去年の09年から、中国政府が史上最大の金融緩和政策を実行して未曾有の流動性過剰を生じさせた結果、
莫大(ばくだい)な投機資金が不動産市場に流れ込み、史上最大の不動産バブルを膨らませた。
今年に入ると、それをどう処理するのかが、中国政府にとって頭の痛い難題となっている。
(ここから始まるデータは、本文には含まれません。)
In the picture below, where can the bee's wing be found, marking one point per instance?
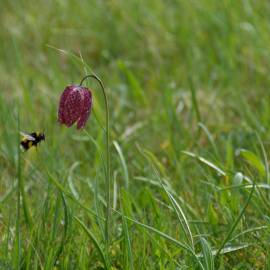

その際、もし政府がインフレ退治のために思い切った金融引き締め政策に転じてしまった場合、副作用として、
金融緩和によって支えられている不動産バブルの崩壊は避けられない。そしてバブルが弾けてしまえば、
不良債権の大量発生・経済の冷え込み・成長率のさらなる低下・失業の拡大などの連鎖反応が
やってくることは火を見るよりも明らかだ。中国政府にとって、それはまた、
社会と政権の安定を根底からひっくり返す危機の到来を意味する以外の何ものでもない。
つまり今の中国政府は、実に深刻なジレンマに陥っているのである。
インフレの亢進を容認してしまえば社会的大混乱が起きかねないが、
インフレを退治しようとするならば不動産バブルの崩壊を覚悟しなければならない。
そしてどっちみち、中国経済は大変な状況になっていく以外にない。
インフレで死ぬのか、バブル崩壊で死ぬのか、重大局面の到来は目の前に迫ってきている。
◇
【プロフィル】石平
せき・へい 1962年中国四川省生まれ。北京大学哲学部卒。88年来日し、神戸大学大学院文化学研究科博士課程修了。
民間研究機関を経て、評論活動に入る。『謀略家たちの中国』など著書多数。平成19年、日本国籍を取得。